With the exception of ABF1, HSF1, MET4 and RAP1, which appeared only in overexpression experiments, the remaining 32 TFs were performed with both overexpression and deletion experiments. 7 of 32 TFs (MSN2, MSN4, GCN4, SWI4, STE12, SKN7 and PHO4) showed higher overlap significance between the direct targets of these TFs and the observed DEGs in overexpression experiments than those in deletion ones. This is partially due to the redundancy of TFs. For example, MSN2 and MSN4 are paralogous TFs with BLASTP E-value less than E-20, SWI4 and SKN7 have paralogous TFs with BLASTP E-value less than E-10. A subset of the homologous TFs bind to an overlapping group of targets, and thus it is not surprising that knocking out one of them has a small effect on the expression of its targets. In contrast to deletion, overexpression increases binding of TFs, and thus would activate most of their downstream targets. 2 out of 11 TFs in deletion experiments (SUT1 and SOK2), and 6 out of 17 TFs in overexpression experiments showed more significant overlap between the DEGs and the expected targets in other models than in Model I by 100 times. This may suggest that effects of TFs overexpression are more involved in indirect transcriptional or post-transcriptional regulation than those of TFs deletion.
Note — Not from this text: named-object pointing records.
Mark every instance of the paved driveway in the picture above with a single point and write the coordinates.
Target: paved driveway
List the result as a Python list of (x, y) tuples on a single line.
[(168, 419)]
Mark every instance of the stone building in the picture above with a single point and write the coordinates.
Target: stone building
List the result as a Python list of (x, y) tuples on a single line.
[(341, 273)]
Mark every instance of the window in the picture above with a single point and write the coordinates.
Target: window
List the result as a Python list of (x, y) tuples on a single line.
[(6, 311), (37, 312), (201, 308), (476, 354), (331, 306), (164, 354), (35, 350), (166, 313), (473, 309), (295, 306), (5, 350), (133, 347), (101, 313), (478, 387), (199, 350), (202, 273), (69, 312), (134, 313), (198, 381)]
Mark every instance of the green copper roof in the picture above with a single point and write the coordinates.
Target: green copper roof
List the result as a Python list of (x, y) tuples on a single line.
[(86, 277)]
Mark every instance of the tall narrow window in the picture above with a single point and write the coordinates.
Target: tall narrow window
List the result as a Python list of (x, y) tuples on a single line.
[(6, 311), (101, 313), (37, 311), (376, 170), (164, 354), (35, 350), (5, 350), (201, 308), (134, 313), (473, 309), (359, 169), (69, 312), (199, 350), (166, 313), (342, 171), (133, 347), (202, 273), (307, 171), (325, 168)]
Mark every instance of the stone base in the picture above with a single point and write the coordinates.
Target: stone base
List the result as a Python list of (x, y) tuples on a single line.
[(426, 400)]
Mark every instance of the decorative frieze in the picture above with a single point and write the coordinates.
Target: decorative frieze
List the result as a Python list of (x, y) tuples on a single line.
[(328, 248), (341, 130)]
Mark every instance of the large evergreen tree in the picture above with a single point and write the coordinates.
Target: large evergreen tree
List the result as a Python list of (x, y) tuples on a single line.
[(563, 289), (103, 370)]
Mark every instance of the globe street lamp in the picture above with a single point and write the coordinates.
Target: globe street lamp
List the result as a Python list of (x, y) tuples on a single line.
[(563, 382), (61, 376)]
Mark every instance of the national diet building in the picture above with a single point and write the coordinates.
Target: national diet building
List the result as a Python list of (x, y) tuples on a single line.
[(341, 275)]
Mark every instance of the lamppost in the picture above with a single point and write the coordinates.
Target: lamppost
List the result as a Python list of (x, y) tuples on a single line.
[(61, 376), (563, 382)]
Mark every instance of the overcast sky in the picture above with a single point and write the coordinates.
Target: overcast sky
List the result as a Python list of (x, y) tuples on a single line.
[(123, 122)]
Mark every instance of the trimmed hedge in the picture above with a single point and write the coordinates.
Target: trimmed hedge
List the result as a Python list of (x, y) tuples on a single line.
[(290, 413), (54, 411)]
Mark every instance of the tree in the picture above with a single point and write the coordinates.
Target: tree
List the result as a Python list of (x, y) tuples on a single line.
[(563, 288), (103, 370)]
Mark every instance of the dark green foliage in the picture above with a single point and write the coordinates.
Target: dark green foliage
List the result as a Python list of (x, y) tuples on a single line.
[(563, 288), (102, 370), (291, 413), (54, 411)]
We also compared our results on deletion experiments from [27] and those from [29]. Simple direct model was responsible for the effects of two SWI4 deletion experiments. For some TFs, however, different pathways were involved in the downstream of two deletion experiments of the same TF. For example, simple direct transcription explained the effects of PHO4 deletion experiment provided by [29], while PTM-mediated two-layer cascade regulation model was the most likely model for the effects of the PHO4 deletion experiment provided by [27]. This may imply that indirect transcriptional or post-transcriptional regulatory pathways downstream of TFs are condition-dependent, even in the case of the same TF deletion.

It should be noted that despite our prediction rate was less than 50%, it was much higher than that by random guess. If we randomly selected 20 TFs from the 139 candidates as causal regulators, the prediction rate was 14% (20/139). It would be even much lower if the quite stringent standard we used about valid findings (p-value<=0.01) was also required since only small number of TFs satisfied the standard. In comparison, the prediction rate of our method achieved 28% (36/128) on Hu et al. data, 31% (11/35) on Chua et al. deletion data and 44% (17/39) on Chua et al. overexpression data.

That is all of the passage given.